Шарни сделал шаг вперед и поклонился, бледный, как статуя, ожившая на миг по воле всевышнего.
– О, дело стоит того, чтобы вы еще раз преклонили колени, – заметил ему король с тем легким оттенком вульгарной насмешки, который слишком часто проскальзывал у него посреди унаследованного от предков обычного благородства.
Королева содрогнулась и, повинуясь порыву, протянула обе руки молодому человеку. Он стал перед нею на колени и запечатлел на ее прекрасных руках, холодных как лед, поцелуй, в который, казалось, вложил всю свою душу.
– Ну ладно, – сказал король, – предоставим ее величеству позаботиться о вашем деле; пойдемте, сударь, пойдемте.
И он быстро прошел вперед, так что Шарни успел обернуться на пороге и поймать горестный взгляд королевы, посылавшей ему вечное прощание.
Дверь за ними затворилась, навеки положив непреодолимый предел этой невинной любви.
25. Аббатство Сен-Дени
Королева осталась одна; она была в отчаянии. На нее обрушилось разом столько ударов, что она уже не понимала, который из них ранит ее мучительнее.

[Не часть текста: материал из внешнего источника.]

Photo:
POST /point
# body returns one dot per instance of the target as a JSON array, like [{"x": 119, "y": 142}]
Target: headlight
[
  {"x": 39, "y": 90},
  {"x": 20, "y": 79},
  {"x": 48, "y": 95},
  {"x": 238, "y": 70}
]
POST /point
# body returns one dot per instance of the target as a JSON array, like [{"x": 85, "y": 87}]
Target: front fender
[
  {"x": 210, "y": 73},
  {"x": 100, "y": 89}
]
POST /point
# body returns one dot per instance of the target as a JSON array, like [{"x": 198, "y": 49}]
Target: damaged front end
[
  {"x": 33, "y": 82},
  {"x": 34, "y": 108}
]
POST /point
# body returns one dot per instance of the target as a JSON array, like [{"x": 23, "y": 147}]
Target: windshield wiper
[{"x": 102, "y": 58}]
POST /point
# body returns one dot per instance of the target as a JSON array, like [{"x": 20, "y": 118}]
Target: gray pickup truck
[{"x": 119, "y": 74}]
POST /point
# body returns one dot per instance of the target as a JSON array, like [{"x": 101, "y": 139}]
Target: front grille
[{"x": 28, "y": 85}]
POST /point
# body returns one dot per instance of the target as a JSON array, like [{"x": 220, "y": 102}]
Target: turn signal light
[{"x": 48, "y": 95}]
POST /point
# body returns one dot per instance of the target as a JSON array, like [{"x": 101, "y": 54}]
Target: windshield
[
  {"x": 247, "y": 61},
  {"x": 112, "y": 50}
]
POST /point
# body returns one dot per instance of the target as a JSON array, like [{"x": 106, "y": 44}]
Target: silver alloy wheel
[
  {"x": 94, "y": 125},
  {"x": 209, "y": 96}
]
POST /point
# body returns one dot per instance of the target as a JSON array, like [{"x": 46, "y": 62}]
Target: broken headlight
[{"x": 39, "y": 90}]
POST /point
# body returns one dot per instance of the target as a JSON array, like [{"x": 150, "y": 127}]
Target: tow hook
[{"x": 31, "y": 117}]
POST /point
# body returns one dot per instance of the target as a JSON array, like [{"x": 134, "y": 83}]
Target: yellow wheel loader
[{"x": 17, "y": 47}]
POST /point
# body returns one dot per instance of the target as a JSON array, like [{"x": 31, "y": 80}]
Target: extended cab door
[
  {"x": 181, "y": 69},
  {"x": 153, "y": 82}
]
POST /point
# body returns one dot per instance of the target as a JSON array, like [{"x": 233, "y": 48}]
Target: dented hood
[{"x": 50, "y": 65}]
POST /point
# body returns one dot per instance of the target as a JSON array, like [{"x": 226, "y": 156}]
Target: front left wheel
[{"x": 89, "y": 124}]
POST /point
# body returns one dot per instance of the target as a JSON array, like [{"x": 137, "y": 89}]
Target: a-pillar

Не меньше часа она пребывала в сомнениях и смертельной усталости, но потом сказала себе, что нужно поискать выход. Опасность настала. Король, в восторге оттого, что улики опровергнуты, станет трубить об этом направо и налево. И огласка может уничтожить все плоды обмана.
Увы! Королева корила себя за этот обман, ей хотелось вернуть назад сказанное, она готова была отнять даже у Андреа призрачное счастье, от которого девушка еще, быть может, откажется!
В самом деле, тут крылась новая трудность. Имя Андреа во всем убедило короля. Но кто поручится за столь капризное, независимое, своевольное создание, как эта мадемуазель де Таверне? Можно ли рассчитывать, что эта гордая особа поступится своей свободой, своим будущим ради королевы, которую не столь давно покинула, не скрывая враждебности?
Что же будет? Андреа откажется, это вполне возможно; все нагромождение лжи рухнет. Королева прослывет заурядной интриганкой, Шарни – пошлым чичисбеем, обманщиком, и то, что прежде было клеветой, обернется неопровержимым обвинением в супружеской измене.
Мария Антуанетта чувствовала, что мысли ее путаются; она почти готова была уступить неизбежному; и вот она замерла, уткнув пылающее лицо в ладони.
Кому довериться? Кто истинная подруга королевы? Г-жа де Ламбаль? Ах, чистое, рассудительное создание! И эта холодность, эта непреклонность! К чему смущать ее девственное воображение? А все эти придворные дамы, в угодливости своей готовые льстить всем, кому сопутствует успех, пуще всего на свете боящиеся даже легкой немилости, пожалуй, даже рады будут проучить свою королеву, если ей понадобится их помощь.
Оставалось только обратиться к самой мадемуазель де Таверне. Ее сердце – чистый бриллиант: грани его легко режут стекло, но неодолимая твердость и прозрачная чистота могут спасти королеву в ее великих горестях.
Итак, Мария Антуанетта решилась ехать к Андреа. Она поведает девушке о своей беде и умолит ее смягчиться. Андреа, конечно, будет отказываться: она не из тех, кем можно помыкать; но постепенно она уступит мольбам королевы и согласится. Да и кто знает, не удастся ли выпросить отсрочку: когда минует первая горячка, король, умиротворенный видимым согласием между женихом и невестой, может обо всем забыть. Тогда они уедут, и все будет улажено. Андреа и Шарни могут покинуть Париж, стоустая клевета потеряет к ним интерес, все будут думать, что влюбленные дали друг другу слово, и никому в голову не придет, что это сватовство было комедией.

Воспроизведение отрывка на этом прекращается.